A delinquente tatuada puxou um cutelo médio sabe-se lá de onde e apontou para a jovem de armadura.

— Vem logo pra cima que eu tenho mais o que fazer!

As palavras da criminosa eram firmes. Ela tinha a certeza que derrotaria Sophia e encontraria a pessoa que fez uma promessa. Vendo aqueles olhos determinados, Sophia fez reverência.

— Vejo que é uma oponente digna, sendo assim, permita-me que eu me apresente. Eu sou a marquesa Sophia Sophiette Sophys III, conhecida por alguns como a “Santa da Espada”, embora ache que esse título é demais para minha pessoa.

Dizer o nome em voz alta enquanto fazia reverência para o oponente era uma das maiores demonstrações de respeito naquele mundo, porém, para Ruthy, uma delinquente, isso não significava nada.

— Ehh? Interessante! Eu sou Ruthy! Apenas Ruthy! E aqui sou conhecida como a “tora fimose”! — A garota olhou com excitação para a oponente.

Os homens riram com a declaração da criminosa que mostrava os dentes anormalmente afiados — aquelas presas já tinham feito muitas vítimas.

— Vamos parar com as brincadeiras! Caí dentro!

Ruthy se impulsionou e pulou em cima de Sophia. O plano era abrir a cabeça da marquesa com um golpe do cutelo, mas... O metal batendo contra metal produziu faíscas no ar. O golpe da criminosa foi impedido pela espada brilhante.

— Isso vai ser divertido! — gritou, cerrando as presas pontiagudas.

Os homens de ambos os lados não podiam interferir, após admirar a luta por alguns instantes, eles avançaram uns em direção aos outros. A batalha entre a Ruthy e Sophia no alto da casa velha estava pendendo para a vitória da marquesa. Todo ataque era defendido e os raros acertos não causaram nada além de feridas superficiais na pele da jovem Sophiette…

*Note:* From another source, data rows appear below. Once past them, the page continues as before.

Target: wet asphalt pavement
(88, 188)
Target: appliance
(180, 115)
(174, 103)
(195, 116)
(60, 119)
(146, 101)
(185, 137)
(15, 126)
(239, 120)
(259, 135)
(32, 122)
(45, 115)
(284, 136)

Trinta minutos depois, só haviam dois corpos suados lutando. A armadura brilhante estava suja e sem alguns pedaços enquanto as tatuagens da traficante estavam cobertas por sangue.

— Porra! — gritou ofegante.

— Se desistir agora, não vou te matar.

— Vocês nobres não sabem de nada!!!

O cutelo que foi reduzido pela metade durante a batalha foi brandido contras os pés de Sophia, que saltou rapidamente.

— Morra!

Sem perder tempo, a traficante cortou o ar e jogou a arma contra o peitoral da marquesa, obrigando-a a usar as mãos para se defender. A lâmina afiada penetrou as luvas metálicas e rasgou um pouco da carne das mãos da marquesa.

— Tsc! Você é durona…

Encarando a armadura metálica à frente, Ruthy notou algo: onde estava a espada? Sophia carregava uma espada média que não poderia ser escondida tão facilmente então...

— Droga!

Assim como fez, a marquesa também arremessou a arma, mas não diretamente. Jogou o mais alto que pôde e, naquele momento, ela caía a toda velocidade na direção de Ruthy.

“Clack!”

O sangue se espalhou pelas paredes sujas quando a criminosa usou as duas mãos para se defender da lâmina que quase perfurou seu peito.

— Muito lenta!

O chute poderoso de Sophia arremessou a delinquente contra a parede de outra casa próxima, maior que aquela, fazendo-a cuspir um bolo escuro de sangue. O som audível de ossos se quebrando ecoou pelo beco tomado pelas trevas.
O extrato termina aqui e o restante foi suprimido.